Doch Abfälle sind nicht nur hässlich anzusehen, sie bergen auch Gesundheitsrisiken für Mensch und Tier und ziehen unbeliebte Gäste wie Ratten und immer häufiger auch Waschbären an. Scherben sind besonders für Kinder ein Risiko ernster Schnittverletzungen. Fahrradfahrer ärgern sich über platte Reifen. Aber auch für Wildtiere ist Müll eine Gefahr. An Draht oder Schnüren können sich Wildtiere stark verletzen oder verheddern und Dosen werden zu scharfkantigen Fallen für beispielsweise Igel-, Fuchs- und Mäuse-Schnauzen. Plastikfolien und ähnliches Material werden von Vögeln zunehmend beim Nestbau verwendet. Ist der Plastikanteil des Nests zu groß und verhindert das Ablaufen von Regenwasser, können Jungvögel verklammen und sterben. Mitunter wird der Müll leider auch mit Nahrung verwechselt und gefressen.

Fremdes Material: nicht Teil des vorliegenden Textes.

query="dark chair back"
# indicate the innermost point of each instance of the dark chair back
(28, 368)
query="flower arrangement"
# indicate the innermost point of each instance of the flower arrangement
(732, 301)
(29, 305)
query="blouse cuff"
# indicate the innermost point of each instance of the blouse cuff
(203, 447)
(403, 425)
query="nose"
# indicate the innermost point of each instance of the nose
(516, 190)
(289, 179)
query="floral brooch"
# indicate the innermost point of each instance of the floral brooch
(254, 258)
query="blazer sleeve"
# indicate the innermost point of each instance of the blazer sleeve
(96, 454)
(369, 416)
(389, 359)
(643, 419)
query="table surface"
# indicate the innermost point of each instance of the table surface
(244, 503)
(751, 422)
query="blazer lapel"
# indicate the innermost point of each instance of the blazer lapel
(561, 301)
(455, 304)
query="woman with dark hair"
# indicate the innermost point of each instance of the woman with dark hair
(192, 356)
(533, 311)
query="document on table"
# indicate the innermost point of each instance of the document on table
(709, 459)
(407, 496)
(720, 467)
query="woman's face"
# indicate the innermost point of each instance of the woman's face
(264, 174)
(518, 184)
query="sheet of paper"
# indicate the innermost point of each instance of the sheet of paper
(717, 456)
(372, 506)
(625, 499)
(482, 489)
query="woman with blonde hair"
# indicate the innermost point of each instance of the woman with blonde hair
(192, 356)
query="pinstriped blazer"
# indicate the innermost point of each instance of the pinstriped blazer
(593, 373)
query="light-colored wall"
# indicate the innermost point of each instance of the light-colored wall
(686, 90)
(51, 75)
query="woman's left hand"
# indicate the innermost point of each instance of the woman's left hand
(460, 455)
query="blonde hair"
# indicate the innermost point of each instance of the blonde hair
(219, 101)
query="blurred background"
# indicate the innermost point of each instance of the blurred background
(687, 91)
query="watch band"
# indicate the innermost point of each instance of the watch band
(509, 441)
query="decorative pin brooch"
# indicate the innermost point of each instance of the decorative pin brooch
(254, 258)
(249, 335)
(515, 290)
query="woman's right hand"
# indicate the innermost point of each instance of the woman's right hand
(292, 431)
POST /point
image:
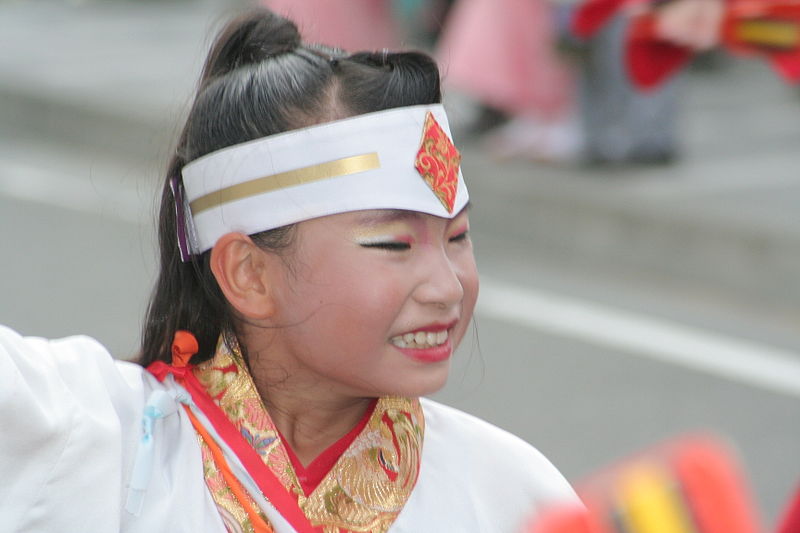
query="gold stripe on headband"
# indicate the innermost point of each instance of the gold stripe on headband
(282, 180)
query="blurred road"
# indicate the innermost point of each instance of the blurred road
(620, 307)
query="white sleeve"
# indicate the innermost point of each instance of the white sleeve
(64, 406)
(476, 477)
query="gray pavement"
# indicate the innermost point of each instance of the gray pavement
(116, 77)
(90, 98)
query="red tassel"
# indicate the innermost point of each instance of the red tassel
(184, 346)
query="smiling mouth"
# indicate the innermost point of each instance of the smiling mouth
(421, 339)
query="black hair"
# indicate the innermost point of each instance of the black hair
(260, 79)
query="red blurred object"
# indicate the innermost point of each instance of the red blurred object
(790, 523)
(766, 28)
(690, 485)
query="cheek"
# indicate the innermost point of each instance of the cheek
(468, 277)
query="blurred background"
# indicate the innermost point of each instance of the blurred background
(639, 252)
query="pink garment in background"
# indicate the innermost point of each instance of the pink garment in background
(503, 53)
(354, 25)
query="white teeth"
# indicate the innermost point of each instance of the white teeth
(420, 339)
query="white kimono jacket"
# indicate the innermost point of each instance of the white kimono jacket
(71, 423)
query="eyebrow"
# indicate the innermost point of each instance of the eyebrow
(386, 216)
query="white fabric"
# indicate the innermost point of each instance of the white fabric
(395, 135)
(71, 425)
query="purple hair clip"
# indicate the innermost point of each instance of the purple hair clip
(181, 214)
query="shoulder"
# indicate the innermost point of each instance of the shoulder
(492, 451)
(477, 477)
(78, 367)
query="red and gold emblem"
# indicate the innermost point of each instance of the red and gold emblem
(438, 162)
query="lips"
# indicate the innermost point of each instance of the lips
(429, 344)
(420, 339)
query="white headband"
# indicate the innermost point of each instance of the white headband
(401, 158)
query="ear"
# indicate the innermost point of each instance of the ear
(240, 268)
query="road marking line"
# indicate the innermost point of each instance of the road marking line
(742, 361)
(32, 184)
(738, 360)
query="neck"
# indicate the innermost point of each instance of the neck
(310, 420)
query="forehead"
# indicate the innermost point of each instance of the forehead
(374, 217)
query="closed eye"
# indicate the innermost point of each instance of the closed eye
(389, 245)
(460, 237)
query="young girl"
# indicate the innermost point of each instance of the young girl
(316, 277)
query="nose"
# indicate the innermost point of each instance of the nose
(441, 284)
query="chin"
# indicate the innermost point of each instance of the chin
(424, 386)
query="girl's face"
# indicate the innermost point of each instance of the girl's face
(374, 303)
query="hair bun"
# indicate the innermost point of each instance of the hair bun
(250, 39)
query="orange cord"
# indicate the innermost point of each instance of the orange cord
(258, 522)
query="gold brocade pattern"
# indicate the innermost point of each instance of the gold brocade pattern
(438, 162)
(367, 487)
(233, 515)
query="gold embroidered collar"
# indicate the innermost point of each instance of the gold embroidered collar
(366, 488)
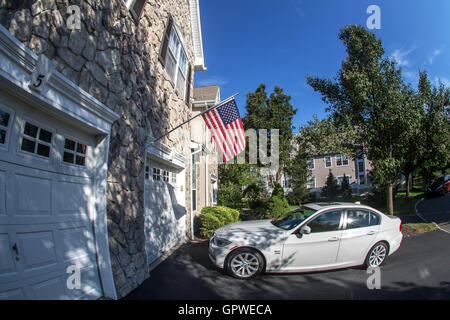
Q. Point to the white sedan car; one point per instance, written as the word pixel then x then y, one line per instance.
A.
pixel 314 237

Scherben und Gläser können außerdem Brände verursachen. Trockene Vegetation kann sich nicht nur an Glimmstängeln entzünden, sondern auch durch den Lupeneffekt am Glas. Dies ist dann keine Ordnungswidrigkeit mehr, wer fahrlässig handelt und einen Waldbrand riskiert, muss mit bis zu einem Jahr Freiheitsstrafe rechnen.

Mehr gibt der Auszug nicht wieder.